Automating LEAFLY Dispensary Data Collection with Python

Introduction

In the ever-expanding world of data, automation is key to efficiently gather and process large volumes of information. This blog post delves into a Python script that automates the collection of dispensary data from the Leafly website, using libraries such as requests, parsel, csv, and json. We’ll explore the step-by-step process, ensuring that whether you’re on Windows or another operating system, you can effortlessly set up and run this script.

The Script Breakdown

1. Environment Setup and Dependency Management

The script begins by checking the operating system and installing the parsel library if it’s not already installed.
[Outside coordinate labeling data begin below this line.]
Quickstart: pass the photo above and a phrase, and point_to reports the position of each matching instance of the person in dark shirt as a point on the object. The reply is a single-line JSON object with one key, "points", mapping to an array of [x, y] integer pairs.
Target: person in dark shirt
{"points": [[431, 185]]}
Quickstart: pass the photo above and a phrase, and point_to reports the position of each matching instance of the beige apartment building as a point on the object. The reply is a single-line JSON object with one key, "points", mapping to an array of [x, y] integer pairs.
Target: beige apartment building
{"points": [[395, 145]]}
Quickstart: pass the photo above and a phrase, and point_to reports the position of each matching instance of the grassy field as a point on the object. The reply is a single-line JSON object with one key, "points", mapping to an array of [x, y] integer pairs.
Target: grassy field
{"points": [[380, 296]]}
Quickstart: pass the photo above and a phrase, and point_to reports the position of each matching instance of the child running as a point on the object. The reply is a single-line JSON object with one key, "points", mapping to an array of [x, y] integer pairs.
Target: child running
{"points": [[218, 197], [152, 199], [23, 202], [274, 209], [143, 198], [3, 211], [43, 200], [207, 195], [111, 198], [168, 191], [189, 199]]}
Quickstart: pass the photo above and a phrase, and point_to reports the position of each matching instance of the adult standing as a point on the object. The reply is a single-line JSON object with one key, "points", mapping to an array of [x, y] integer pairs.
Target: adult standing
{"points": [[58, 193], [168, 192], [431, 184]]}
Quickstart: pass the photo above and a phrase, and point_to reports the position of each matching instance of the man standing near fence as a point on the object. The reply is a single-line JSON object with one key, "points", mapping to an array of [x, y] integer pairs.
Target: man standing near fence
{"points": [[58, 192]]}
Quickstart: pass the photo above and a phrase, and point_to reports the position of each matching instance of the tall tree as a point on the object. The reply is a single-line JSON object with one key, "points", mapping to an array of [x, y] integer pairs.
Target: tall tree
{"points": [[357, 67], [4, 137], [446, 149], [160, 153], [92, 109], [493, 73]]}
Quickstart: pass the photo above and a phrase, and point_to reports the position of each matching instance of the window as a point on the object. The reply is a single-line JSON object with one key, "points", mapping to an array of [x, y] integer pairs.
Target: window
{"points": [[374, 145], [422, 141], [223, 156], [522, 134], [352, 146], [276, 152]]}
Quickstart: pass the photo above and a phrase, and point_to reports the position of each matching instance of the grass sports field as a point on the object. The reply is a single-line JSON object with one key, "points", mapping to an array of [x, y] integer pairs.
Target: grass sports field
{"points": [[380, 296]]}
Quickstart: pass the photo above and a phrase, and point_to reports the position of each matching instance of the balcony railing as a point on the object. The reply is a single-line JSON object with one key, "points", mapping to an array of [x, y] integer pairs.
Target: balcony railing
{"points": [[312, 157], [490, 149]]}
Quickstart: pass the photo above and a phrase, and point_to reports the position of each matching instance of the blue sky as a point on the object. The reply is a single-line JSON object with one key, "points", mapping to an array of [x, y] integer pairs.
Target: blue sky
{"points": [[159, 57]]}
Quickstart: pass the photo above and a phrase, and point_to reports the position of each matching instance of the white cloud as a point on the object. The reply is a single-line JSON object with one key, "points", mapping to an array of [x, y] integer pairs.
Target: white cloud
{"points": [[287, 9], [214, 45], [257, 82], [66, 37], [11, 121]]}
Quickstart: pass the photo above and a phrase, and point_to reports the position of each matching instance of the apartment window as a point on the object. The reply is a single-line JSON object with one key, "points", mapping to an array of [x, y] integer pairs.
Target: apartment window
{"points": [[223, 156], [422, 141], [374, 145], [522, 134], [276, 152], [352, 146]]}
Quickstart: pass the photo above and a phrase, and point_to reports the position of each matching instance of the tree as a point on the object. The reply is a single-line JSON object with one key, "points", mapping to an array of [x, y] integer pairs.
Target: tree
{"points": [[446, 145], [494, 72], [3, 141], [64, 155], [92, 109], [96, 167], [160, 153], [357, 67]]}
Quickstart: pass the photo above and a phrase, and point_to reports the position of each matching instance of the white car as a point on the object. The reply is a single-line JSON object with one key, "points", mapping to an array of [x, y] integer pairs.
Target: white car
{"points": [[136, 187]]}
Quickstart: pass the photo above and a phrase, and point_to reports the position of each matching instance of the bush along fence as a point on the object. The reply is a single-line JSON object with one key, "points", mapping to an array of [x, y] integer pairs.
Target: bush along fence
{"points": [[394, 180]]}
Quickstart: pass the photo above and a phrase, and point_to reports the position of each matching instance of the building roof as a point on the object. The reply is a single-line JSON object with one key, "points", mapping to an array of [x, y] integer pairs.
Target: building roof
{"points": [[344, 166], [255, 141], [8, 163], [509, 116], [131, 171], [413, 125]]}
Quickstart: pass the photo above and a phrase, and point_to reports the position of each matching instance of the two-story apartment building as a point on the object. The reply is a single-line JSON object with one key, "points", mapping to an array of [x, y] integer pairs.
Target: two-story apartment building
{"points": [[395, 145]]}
This ensures that the script can run on both Windows and non-Windows systems without manual intervention.

import platform
import os

if platform.system() == "Windows":
    try:
        from parsel import Selector
    except ImportError:
        os.system('python -m pip install parsel')
else:
    try:
        from parsel import Selector
    except ImportError:
        os.system('python3 -m pip install parsel')
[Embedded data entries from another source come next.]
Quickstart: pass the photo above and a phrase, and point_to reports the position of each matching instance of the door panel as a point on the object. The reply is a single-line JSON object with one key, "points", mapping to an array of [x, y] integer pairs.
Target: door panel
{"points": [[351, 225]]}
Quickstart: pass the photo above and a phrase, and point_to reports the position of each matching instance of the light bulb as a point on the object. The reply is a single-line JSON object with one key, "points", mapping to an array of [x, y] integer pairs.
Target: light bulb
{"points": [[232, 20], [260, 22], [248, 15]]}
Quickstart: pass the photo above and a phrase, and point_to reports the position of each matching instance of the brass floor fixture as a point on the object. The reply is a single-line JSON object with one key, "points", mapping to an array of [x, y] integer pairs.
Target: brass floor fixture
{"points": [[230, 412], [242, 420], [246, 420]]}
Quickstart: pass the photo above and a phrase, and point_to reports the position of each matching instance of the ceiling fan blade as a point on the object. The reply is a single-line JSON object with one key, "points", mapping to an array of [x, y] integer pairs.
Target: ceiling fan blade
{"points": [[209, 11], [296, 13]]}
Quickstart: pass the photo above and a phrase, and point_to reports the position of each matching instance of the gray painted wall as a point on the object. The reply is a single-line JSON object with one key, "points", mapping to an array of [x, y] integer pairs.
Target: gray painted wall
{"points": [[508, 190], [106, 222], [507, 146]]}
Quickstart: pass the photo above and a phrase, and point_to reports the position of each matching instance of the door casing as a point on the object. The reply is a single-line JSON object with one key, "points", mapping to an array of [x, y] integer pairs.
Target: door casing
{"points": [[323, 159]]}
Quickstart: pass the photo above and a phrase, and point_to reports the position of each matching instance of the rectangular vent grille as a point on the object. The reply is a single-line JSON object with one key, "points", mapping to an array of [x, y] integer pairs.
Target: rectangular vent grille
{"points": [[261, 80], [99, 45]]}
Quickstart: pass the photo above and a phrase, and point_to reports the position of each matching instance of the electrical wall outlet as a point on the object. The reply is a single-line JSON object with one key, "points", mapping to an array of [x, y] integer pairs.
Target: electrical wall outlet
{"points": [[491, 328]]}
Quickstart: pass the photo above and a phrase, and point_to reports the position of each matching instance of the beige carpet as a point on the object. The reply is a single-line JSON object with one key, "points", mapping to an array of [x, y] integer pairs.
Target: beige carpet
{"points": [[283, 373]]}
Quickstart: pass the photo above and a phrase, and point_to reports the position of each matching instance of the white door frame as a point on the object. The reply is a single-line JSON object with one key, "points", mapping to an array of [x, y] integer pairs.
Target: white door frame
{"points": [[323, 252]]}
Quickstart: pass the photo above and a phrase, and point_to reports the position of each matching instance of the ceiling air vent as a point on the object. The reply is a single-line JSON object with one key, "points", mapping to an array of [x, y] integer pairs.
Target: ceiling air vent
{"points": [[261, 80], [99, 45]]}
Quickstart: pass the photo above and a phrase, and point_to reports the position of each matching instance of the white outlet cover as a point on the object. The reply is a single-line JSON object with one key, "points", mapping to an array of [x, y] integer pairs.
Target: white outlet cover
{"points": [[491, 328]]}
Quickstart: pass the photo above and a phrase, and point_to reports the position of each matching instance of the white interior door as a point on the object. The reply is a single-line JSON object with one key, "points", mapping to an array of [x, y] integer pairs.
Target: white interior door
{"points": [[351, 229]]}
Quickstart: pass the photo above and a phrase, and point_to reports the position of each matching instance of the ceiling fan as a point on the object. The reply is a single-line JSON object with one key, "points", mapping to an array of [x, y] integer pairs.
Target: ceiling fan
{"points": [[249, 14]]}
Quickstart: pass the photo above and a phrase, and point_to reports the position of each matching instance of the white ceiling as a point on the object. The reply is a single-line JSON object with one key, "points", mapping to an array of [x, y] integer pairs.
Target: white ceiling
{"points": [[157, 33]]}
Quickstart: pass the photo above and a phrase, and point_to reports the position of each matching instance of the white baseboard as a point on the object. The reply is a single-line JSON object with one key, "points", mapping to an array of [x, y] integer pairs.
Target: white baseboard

2. Importing Necessary Libraries

Next, the script imports essential libraries required for web scraping, data handling, and HTTP requests.

import json
import csv
import requests
from parsel import Selector
import os

3. Defining Request Headers

The script sets up custom headers to mimic a legitimate browser request, which helps in avoiding potential blocks from the server while scraping.

headers = {
    "Request Headers (1.739 KB)": {
        "headers": [
            {"name": "Accept", "value": "text/html,application/xhtml+xml,application/xml;q=0.9,image/webp,*/*;q=0.8"},
            {"name": "Accept-Encoding", "value": "gzip, deflate, br"},
            {"name": "Accept-Language", "value": "en-US,en;q=0.5"},
            {"name": "Cache-Control", "value": "no-cache"},
            {"name": "Connection", "value": "keep-alive"},
            {"name": "Cookie", "value": "__cfduid=..."},
            {"name": "Host", "value": "www.leafly.com"},
            {"name": "Pragma", "value": "no-cache"},
            {"name": "TE", "value": "Trailers"},
            {"name": "Upgrade-Insecure-Requests", "value": "1"},
            {"name": "User-Agent", "value": "Mozilla/5.0 ..."}
        ]
    }
}

base_headers = {}
for key in headers.keys():
    for data in headers[key]['headers']:
        base_headers[data['name']] = data['value']
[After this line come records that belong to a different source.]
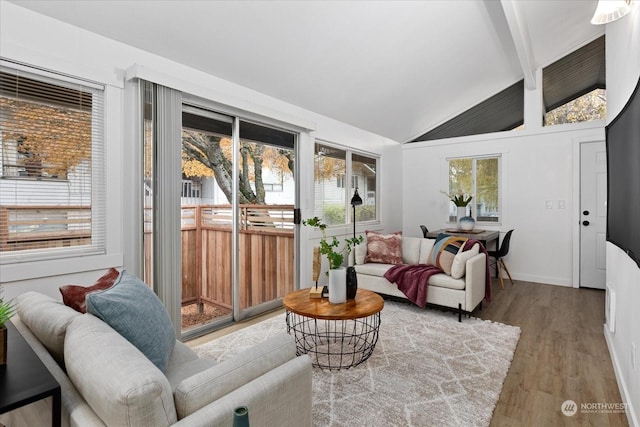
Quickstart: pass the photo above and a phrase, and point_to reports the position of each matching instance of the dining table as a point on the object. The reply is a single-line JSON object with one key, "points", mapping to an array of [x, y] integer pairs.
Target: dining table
{"points": [[485, 237]]}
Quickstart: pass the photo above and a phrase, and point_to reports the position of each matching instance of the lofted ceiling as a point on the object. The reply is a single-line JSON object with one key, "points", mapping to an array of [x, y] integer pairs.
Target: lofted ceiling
{"points": [[394, 68]]}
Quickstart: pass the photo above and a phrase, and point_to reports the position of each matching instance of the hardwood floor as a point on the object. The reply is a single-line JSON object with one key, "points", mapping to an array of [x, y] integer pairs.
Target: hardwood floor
{"points": [[562, 355]]}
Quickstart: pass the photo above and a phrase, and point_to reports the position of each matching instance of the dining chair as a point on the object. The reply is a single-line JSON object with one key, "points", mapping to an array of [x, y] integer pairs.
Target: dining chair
{"points": [[499, 257]]}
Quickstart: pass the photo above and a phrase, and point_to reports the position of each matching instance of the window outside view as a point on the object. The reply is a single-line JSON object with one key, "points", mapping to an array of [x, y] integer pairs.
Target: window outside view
{"points": [[51, 140], [334, 187], [479, 178]]}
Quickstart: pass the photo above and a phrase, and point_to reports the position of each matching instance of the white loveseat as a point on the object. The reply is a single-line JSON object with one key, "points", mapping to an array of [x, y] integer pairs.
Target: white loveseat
{"points": [[463, 294], [106, 381]]}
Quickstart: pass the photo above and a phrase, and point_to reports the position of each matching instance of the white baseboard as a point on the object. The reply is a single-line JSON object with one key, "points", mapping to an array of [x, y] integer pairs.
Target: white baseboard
{"points": [[540, 279], [622, 385]]}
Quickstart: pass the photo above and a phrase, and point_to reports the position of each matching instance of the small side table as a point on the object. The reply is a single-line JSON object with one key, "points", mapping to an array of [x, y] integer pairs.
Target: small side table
{"points": [[336, 336], [24, 379]]}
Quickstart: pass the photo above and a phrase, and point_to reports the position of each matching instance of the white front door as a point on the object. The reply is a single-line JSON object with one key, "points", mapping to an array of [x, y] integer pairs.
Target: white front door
{"points": [[593, 214]]}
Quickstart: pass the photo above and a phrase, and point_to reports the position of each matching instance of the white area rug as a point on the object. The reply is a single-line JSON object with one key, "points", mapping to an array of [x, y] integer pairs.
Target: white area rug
{"points": [[427, 370]]}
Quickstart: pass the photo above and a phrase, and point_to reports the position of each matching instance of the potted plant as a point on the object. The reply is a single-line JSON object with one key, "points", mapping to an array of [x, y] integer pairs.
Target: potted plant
{"points": [[335, 256], [460, 200], [6, 311]]}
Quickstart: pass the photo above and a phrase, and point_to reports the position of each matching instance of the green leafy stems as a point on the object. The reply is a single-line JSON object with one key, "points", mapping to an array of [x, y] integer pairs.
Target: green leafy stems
{"points": [[335, 257], [458, 199]]}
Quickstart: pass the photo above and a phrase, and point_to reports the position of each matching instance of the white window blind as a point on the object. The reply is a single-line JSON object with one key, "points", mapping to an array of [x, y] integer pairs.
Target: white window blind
{"points": [[52, 166]]}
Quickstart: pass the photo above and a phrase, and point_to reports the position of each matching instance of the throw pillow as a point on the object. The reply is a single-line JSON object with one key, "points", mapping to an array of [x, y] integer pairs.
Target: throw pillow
{"points": [[135, 312], [444, 250], [75, 296], [384, 248], [459, 266]]}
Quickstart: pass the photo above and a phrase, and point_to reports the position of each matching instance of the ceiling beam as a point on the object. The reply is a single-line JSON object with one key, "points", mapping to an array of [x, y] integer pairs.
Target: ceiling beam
{"points": [[522, 42]]}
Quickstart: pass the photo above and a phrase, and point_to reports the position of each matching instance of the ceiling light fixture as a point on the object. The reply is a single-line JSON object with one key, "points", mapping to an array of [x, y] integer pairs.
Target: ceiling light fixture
{"points": [[610, 10]]}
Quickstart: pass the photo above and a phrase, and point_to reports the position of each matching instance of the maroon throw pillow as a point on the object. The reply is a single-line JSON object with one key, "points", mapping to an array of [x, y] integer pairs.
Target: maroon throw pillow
{"points": [[384, 248], [75, 296]]}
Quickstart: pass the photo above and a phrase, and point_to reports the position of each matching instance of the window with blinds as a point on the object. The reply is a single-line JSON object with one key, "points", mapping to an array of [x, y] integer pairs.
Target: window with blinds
{"points": [[51, 166]]}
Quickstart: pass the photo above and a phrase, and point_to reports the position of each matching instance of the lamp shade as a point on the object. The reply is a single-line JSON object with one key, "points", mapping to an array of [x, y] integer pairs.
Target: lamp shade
{"points": [[610, 10], [356, 200]]}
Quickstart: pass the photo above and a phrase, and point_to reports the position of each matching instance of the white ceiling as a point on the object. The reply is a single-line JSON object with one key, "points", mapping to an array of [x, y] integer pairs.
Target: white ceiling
{"points": [[395, 68]]}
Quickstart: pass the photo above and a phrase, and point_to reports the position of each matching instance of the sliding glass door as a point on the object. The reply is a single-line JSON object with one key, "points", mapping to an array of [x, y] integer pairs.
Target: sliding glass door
{"points": [[237, 196]]}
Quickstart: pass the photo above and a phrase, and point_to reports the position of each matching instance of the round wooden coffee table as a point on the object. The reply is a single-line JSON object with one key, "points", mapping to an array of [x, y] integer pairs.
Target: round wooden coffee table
{"points": [[336, 336]]}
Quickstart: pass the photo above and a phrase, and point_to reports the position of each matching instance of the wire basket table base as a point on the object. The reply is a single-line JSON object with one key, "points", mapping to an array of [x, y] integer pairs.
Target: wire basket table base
{"points": [[334, 344]]}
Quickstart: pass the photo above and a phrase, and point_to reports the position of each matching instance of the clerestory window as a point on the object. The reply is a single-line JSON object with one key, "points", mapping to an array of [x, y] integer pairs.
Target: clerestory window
{"points": [[574, 87]]}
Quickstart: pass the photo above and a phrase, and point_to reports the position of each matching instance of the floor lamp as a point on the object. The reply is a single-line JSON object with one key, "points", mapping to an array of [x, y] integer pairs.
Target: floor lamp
{"points": [[356, 200]]}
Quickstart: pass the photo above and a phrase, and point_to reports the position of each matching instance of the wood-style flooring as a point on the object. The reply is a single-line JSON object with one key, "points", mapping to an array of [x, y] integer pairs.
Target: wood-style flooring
{"points": [[562, 355]]}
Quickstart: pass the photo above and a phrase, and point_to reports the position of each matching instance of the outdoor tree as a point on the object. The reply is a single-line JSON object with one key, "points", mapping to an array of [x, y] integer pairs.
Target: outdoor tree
{"points": [[207, 155], [49, 141]]}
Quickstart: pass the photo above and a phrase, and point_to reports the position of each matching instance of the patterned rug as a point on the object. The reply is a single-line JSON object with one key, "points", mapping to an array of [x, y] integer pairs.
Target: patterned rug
{"points": [[427, 370]]}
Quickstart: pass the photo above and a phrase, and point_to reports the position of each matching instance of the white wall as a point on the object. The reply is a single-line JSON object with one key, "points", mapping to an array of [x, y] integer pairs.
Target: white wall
{"points": [[36, 40], [623, 275], [536, 167]]}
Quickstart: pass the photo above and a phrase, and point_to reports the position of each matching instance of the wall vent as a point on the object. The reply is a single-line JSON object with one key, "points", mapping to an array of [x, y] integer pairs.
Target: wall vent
{"points": [[610, 308]]}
4. Initializing the CSV File

The script checks if a CSV file named leafly_finder.csv exists in the current working directory. If not, it creates one and writes the header row.

if __name__ == "__main__":
    if 'leafly_finder.csv' not in os.listdir(os.getcwd()):
        with open("leafly_finder.csv", "a", encoding="utf-8", newline="") as f:
            writer = csv.writer(f)
            writer.writerow(['name', 'address', 'city', 'location', 'zip', 'phone', 'flags', 'email', 'image', 'link'])

5. Fetching and Parsing Data

The script defines a URL to fetch dispensary data and retrieves the total number of pages available. It then iterates through each page, extracting relevant information about each dispensary and writing it to the CSV file.

    url = "https://web-finder.leafly.com/api/search-this-area?topLeftLat=54.00305492458148&topLeftLon=-145.25113830000004&bottomRightLat=25.07833452918743&bottomRightLon=-43.29801330000004&userLat=40.8364&userLon=-74.1403&retailType=dispensary&page=1&limit=10"
    pages = json.loads(requests.get(url).text)['dispensaries']['pageCount']

The URL contains parameters defining the search area and limits for the API request.

6. Parsing and Storing Data

For each page, the script sends a request to the Leafly API, parses the JSON response, and extracts relevant data fields. It then writes the data to the CSV file.

    for page in range(1, pages + 1):
        jsondata = json.loads(requests.get(f"https://web-finder.leafly.com/api/search-this-area?topLeftLat=54.00305492458148&topLeftLon=-145.25113830000004&bottomRightLat=25.07833452918743&bottomRightLon=-43.29801330000004&userLat=40.8364&userLon=-74.1403&retailType=dispensary&page={page}&limit=10").text)

        for data in jsondata['dispensaries']['stores']:
            name = data['name']
            address = data['address1']
            city = data['city']
            location = data['formattedShortLocation']
            zip = data['zip']
            phone = data['phone']
            flags = ', '.join(data['flags'])
            image = data['coverImage']
            link = f'https://www.leafly.com/cbd-store/{data["slug"]}'
            print(name)

            try:
                email = Selector(text=requests.get(link).text).xpath('.//a/@href[contains(.,"mailto:")]').extract_first().replace('mailto:', '')
            except:
                email = ''

            with open("leafly_finder.csv", "a", encoding="utf-8", newline="") as f:
                writer = csv.writer(f)
                writer.writerow([name, address, city, location, zip, phone, flags, email, image, link])
                print([name, address, city, location, zip, phone, flags, email, image, link])

This loop iterates through each page, sending requests and processing the data into a structured format suitable for analysis or reporting.

Conclusion

This Python script is a robust solution for automating the extraction and storage of dispensary data from the Leafly website. By setting up appropriate headers, handling JSON responses, and writing to a CSV file, this script ensures that the data collection process is efficient and reliable. Whether you’re using this data for analysis, market research, or integration into a larger project, this script provides a solid foundation for your web scraping needs.